Its similar to how I am with all life situations feeling the need to plan everything out, obsessing over my loved ones safety, etc. I.e. If a loved one doesn’t let me know that they are safe when they arrive somewhere then I go into obsessive thinking that something happened to them. That can lead to obsessive actions such as texting and calling.

So lets relate the anxiety tendency to the eating disorder:

Action: I eat a food that is not good for me (I.e. pizza, tacos, a piece of cake, candy, anything)

Thought process: Why did I do this, my body is ruined, I weigh so much weight now, I will never be able to lose weight, I am such an idiot. I give myself anxiety thinking all of this.

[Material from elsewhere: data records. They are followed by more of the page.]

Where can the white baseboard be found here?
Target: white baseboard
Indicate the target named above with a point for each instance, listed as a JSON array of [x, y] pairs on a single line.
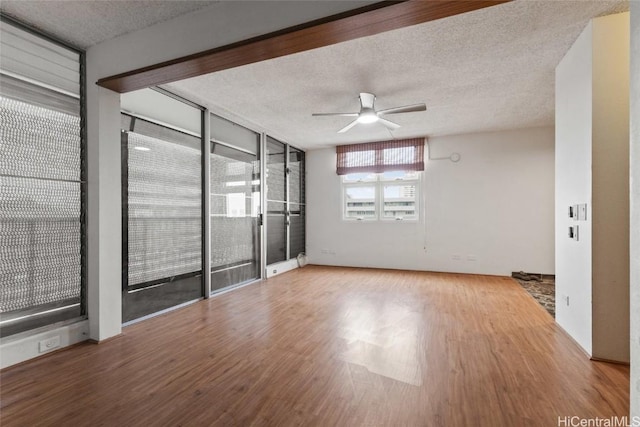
[[21, 347], [281, 267]]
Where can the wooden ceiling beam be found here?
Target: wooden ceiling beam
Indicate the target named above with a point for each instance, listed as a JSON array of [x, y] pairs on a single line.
[[362, 22]]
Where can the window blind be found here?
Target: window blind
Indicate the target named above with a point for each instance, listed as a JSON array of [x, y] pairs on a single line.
[[378, 157]]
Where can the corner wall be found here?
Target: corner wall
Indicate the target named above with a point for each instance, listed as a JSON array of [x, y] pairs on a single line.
[[573, 186], [610, 168], [592, 157], [634, 94], [490, 213]]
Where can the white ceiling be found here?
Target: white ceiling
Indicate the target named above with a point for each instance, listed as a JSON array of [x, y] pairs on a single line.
[[84, 23], [491, 69]]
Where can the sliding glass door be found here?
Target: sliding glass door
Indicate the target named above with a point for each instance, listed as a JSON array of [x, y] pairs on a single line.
[[234, 204], [285, 202], [161, 210]]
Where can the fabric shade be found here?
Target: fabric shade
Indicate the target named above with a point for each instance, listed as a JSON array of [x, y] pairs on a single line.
[[378, 157]]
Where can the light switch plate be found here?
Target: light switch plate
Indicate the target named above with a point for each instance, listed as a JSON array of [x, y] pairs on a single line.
[[582, 212]]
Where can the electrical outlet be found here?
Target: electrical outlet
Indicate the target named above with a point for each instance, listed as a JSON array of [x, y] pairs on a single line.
[[49, 344]]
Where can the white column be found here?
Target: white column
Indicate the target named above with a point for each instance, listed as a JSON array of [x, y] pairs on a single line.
[[104, 283]]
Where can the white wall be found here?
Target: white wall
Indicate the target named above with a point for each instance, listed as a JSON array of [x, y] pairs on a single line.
[[573, 186], [592, 157], [610, 152], [635, 208], [495, 204]]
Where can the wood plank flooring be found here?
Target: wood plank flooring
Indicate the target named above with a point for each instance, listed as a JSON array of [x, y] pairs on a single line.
[[328, 346]]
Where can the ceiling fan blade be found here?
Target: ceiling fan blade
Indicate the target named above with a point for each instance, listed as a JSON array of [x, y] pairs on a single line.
[[405, 109], [367, 100], [336, 114], [349, 126], [389, 124]]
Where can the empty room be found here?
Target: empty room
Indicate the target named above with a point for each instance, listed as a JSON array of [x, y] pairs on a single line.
[[320, 213]]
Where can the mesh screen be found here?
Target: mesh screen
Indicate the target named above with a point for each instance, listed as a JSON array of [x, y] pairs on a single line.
[[164, 208], [296, 176], [38, 142], [297, 240], [40, 204], [276, 232], [275, 170], [235, 204]]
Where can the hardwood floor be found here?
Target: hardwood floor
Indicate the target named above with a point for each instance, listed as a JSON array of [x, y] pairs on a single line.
[[328, 346]]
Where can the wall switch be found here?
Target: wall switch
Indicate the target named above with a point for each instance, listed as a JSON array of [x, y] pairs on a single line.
[[49, 344], [582, 212], [573, 232]]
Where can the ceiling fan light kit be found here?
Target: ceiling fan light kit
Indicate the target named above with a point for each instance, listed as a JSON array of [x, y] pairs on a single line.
[[368, 113]]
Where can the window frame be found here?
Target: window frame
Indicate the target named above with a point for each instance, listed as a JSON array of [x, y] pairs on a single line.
[[379, 184]]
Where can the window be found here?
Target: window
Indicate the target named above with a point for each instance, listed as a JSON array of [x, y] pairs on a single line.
[[42, 182], [380, 180], [381, 196]]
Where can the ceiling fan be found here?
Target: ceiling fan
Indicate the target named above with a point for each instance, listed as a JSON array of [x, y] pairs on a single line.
[[368, 113]]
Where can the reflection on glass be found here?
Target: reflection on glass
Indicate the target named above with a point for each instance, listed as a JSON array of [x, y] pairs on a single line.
[[359, 177], [235, 205], [276, 205], [399, 156], [399, 201], [361, 158], [399, 175], [360, 202]]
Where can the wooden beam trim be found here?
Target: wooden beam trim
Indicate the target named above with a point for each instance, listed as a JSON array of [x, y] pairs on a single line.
[[363, 22]]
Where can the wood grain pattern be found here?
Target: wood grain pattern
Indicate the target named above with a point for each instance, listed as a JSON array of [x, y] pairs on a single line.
[[328, 346], [380, 17]]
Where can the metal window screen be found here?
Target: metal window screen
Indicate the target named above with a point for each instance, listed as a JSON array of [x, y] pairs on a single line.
[[40, 205], [164, 206]]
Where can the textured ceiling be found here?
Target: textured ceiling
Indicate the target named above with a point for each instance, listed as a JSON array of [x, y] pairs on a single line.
[[491, 69], [86, 23]]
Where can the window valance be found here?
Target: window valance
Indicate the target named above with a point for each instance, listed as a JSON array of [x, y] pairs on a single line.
[[383, 156]]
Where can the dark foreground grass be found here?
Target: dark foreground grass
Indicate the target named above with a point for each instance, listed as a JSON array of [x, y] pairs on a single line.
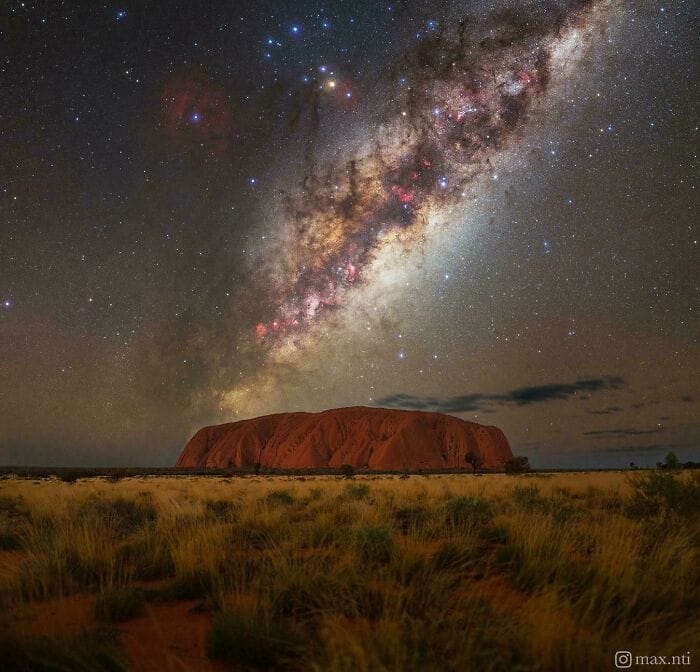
[[379, 574]]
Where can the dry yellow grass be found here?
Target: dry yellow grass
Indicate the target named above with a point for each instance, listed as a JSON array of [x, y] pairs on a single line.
[[440, 572]]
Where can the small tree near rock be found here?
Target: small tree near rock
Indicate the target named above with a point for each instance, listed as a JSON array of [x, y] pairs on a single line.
[[474, 459], [671, 461], [347, 470], [518, 464]]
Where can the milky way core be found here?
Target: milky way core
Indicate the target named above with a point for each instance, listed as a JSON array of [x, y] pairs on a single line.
[[467, 94]]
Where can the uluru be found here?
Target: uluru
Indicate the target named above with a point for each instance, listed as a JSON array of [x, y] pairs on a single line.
[[366, 438]]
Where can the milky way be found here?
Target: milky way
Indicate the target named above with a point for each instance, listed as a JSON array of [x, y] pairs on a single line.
[[466, 95], [483, 207]]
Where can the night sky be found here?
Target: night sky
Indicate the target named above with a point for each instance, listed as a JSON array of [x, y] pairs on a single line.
[[212, 211]]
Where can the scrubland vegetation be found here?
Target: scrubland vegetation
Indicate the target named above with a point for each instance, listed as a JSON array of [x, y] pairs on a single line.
[[441, 572]]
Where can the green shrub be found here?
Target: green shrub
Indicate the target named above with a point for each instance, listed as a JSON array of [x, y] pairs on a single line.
[[280, 498], [118, 604], [357, 491], [9, 533], [409, 518], [468, 512], [253, 641], [453, 556], [128, 514], [191, 586], [374, 543], [663, 494], [220, 508]]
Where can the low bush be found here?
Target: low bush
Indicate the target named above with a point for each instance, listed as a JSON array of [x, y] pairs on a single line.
[[663, 494], [374, 543], [254, 641]]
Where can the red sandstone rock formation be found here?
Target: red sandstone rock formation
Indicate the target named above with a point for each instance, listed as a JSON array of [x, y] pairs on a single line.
[[372, 438]]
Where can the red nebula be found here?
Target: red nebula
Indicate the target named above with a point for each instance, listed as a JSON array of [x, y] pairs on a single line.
[[194, 109]]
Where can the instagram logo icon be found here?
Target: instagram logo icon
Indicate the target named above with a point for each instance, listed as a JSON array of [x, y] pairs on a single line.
[[623, 659]]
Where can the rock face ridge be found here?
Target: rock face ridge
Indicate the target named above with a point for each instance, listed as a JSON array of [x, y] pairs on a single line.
[[366, 438]]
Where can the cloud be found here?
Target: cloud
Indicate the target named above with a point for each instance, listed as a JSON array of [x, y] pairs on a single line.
[[522, 396], [636, 448], [607, 433], [606, 411]]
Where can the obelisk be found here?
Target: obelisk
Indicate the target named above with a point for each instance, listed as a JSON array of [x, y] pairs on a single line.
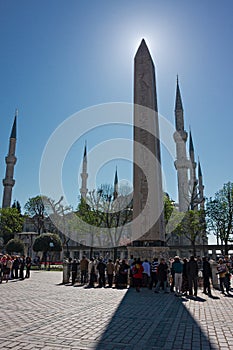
[[147, 175]]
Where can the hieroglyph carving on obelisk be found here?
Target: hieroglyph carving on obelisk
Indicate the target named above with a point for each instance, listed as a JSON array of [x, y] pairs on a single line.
[[148, 193]]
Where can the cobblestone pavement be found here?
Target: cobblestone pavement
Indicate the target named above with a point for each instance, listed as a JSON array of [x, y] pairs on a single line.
[[39, 313]]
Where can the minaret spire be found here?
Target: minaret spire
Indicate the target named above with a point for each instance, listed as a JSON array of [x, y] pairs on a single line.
[[10, 159], [115, 192], [201, 187], [193, 178], [181, 163], [84, 174]]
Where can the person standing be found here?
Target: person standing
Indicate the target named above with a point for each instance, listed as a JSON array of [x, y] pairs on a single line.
[[207, 274], [28, 263], [74, 271], [92, 273], [192, 272], [146, 273], [162, 276], [153, 272], [223, 271], [185, 283], [15, 267], [137, 271], [177, 267], [84, 269], [110, 272], [101, 267], [21, 267]]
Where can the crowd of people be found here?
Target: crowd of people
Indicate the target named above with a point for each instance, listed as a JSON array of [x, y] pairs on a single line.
[[14, 267], [176, 275]]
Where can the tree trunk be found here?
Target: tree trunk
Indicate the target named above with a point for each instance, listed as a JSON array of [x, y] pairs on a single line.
[[114, 254], [226, 248], [194, 248]]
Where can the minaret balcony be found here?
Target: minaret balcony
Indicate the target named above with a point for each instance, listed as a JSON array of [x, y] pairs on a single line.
[[180, 136], [8, 182]]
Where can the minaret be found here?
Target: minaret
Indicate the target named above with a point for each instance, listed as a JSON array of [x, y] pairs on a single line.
[[84, 175], [201, 187], [193, 178], [147, 178], [181, 163], [10, 159], [115, 192]]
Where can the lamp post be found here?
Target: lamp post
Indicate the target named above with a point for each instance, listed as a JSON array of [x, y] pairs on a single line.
[[51, 245]]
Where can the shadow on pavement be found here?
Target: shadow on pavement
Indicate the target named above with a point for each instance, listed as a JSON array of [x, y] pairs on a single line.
[[147, 320]]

Obsessive reaction: In being so obsessed about my weight I act on my eating disorder because in my mind that’s what is going to solve my irrational thought process.

Obsessive thought processes are apart of my anxiety in all aspects of life not just my weight. However, in already having the habit of these thought processes it was easy for me to make that transition into being anxious about my weight and having irrational thought processes about that. Truly speaking many of us have issues with our weight and have some negative connotations linked to it but clearly mine was a little more unhealthy than most and contributed to an eating disorder.

Where I am today:

A lot of my eating disorder was triggering of my anxiety because I was actually working myself up into anxiety attacks, however the reason that was happening is because I had started linking anxious thoughts to my weight.

I am not perfect, I am not cured of all bad thoughts and habits about my body. I still struggle daily. Whats different is that  I would never cause harm to my body now. However, that doesn’t mean I don’t have negative thoughts about my body from time to time or that I don’t struggle with myself. Now a days I think my biggest battle is still the scale and my weight, I am trying to train myself to know that my weight is not reflective of my success. Truly there is so much that goes into the fluctuation of weight from food, water, hormones, etc that relying solely on the scale would be ridiculous. However, I know how hard it is to train my mind (Someone who is recovered) so I know its even harder to train someone who isn’t recovered mind to think this.